Guardada num frasco pequeno e coberta com uma fina camada de azeite, a harissa caseira mantém-se no frigorífico durante várias semanas.

Dois detalhes úteis: segurança alimentar e como equilibrar a ardência

Se fizer harissa em casa, use utensílios limpos e um recipiente bem fechado; a cobertura de azeite ajuda a reduzir o contacto com o ar e a conservar melhor o aroma. Se notar cheiro estranho, bolor ou alteração marcada de cor, é preferível descartar.

Para controlar a intensidade sem perder sabor, combine a harissa com ingredientes “amaciadores” como iogurte, tahine ou leguminosas. E, se exagerar no picante, água raramente resolve: opções como iogurte ou pão costumam aliviar mais, porque ajudam a “arrastar” a capsaicina.

Quem deve ter cautela com harissa?

Para a maioria dos adultos saudáveis, pequenas porções regulares de harissa encaixam bem numa alimentação variada. Ainda assim, alguns grupos devem ter atenção extra:

  • Quem segue dietas com muito pouco sal deve verificar o teor de sódio, já que algumas marcas são bastante salgadas.
  • Quem toma anticoagulantes deve evitar mudanças bruscas no consumo de alho e malagueta e referir o tema ao médico.
  • Crianças podem achar a capsaicina demasiado intensa; versões mais suaves (ou molhos sem picante) podem ser mais adequadas.

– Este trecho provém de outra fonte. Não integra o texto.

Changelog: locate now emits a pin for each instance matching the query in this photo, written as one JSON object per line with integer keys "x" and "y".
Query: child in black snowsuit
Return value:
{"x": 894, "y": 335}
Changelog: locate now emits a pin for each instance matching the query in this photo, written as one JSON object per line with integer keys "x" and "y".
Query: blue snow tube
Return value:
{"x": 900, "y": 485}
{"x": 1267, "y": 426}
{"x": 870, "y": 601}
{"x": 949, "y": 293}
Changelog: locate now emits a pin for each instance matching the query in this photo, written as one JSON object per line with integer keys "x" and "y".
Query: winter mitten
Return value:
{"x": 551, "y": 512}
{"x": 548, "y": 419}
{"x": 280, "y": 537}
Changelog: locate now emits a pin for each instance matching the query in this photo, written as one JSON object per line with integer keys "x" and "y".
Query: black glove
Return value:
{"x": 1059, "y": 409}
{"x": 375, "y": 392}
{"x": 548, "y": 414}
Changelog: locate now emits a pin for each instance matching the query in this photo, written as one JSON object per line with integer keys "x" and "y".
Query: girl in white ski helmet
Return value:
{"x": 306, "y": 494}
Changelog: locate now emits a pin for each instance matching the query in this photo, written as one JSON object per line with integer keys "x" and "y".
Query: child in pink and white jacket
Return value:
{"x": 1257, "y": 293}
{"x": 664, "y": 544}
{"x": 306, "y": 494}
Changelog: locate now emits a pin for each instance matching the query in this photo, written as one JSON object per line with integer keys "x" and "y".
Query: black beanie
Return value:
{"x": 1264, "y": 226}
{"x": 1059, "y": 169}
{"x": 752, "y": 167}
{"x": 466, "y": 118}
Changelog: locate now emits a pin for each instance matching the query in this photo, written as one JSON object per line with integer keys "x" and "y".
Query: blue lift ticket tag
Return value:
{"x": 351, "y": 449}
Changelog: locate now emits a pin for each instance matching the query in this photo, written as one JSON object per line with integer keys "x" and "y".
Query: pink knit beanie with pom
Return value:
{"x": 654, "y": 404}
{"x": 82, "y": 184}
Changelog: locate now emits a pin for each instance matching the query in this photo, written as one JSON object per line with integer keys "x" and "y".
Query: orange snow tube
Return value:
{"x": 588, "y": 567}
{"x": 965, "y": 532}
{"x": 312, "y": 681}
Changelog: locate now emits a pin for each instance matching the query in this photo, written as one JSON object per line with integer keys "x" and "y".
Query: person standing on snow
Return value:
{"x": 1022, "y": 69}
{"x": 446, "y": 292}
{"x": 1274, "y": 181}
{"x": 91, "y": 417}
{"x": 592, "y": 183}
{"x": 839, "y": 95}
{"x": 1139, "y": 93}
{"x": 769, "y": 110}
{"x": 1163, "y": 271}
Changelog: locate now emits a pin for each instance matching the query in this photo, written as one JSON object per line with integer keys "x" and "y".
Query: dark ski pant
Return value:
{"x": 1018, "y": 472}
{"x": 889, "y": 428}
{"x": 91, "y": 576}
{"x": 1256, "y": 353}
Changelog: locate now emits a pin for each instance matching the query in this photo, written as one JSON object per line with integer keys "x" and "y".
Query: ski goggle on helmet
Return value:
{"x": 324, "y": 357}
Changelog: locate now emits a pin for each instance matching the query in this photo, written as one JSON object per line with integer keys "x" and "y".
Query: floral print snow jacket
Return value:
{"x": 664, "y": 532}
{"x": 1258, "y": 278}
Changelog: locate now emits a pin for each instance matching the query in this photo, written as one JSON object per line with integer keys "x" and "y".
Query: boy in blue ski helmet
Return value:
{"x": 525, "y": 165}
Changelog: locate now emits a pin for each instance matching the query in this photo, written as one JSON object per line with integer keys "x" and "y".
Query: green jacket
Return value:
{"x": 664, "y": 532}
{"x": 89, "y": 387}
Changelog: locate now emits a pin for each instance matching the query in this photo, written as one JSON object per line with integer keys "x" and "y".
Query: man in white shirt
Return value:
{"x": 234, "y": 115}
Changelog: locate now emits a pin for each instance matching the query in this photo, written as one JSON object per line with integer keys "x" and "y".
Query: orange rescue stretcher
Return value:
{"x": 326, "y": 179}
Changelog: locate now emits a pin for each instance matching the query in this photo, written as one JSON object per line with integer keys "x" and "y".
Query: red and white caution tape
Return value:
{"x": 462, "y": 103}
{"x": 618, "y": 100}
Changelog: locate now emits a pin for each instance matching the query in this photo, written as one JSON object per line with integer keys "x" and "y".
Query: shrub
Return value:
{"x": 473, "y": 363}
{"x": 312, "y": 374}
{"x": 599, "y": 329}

Se houver ardor recorrente, dor no peito ou desconforto digestivo após refeições picantes, vale a pena falar com um profissional de saúde antes de “culpar” ou eliminar a harissa por completo.

Harissa no dia a dia: exemplos práticos

Num jantar de semana em que o tempo é curto e se quer evitar excesso de calorias, um tabuleiro de legumes e grão-de-bico envolvido em harissa, azeite e sumo de limão pode transformar-se numa refeição completa: boa fibra, proteína vegetal e um sabor vibrante, sem precisar de natas ou queijo.

Noutro cenário, imagine alguém a reduzir comida de entrega. Ter uma bisnaga de harissa no frigorífico facilita dar vida a tomate enlatado, cebola e massa, criando um prato simples mas com personalidade. Pequenas mudanças como esta, repetidas ao longo do mês, tendem a influenciar tanto o paladar como os hábitos.

A harissa também funciona bem com outros ingredientes considerados protetores. Misturada com azeite, junta o “empurrão” metabólico da capsaicina às gorduras monoinsaturadas associadas à saúde cardiovascular. Num cuscuz rico em legumes, ajuda a consolidar um padrão alimentar frequentemente ligado a melhores resultados: mais plantas, mais leguminosas, menos carne processada e menos molhos açucarados.

Usada desta forma, a pequena colher vermelha no canto do prato deixa de ser apenas um choque de calor. Passa a ser uma ferramenta prática para reformular refeições, estimular os sentidos e apoiar, discretamente, o equilíbrio do corpo.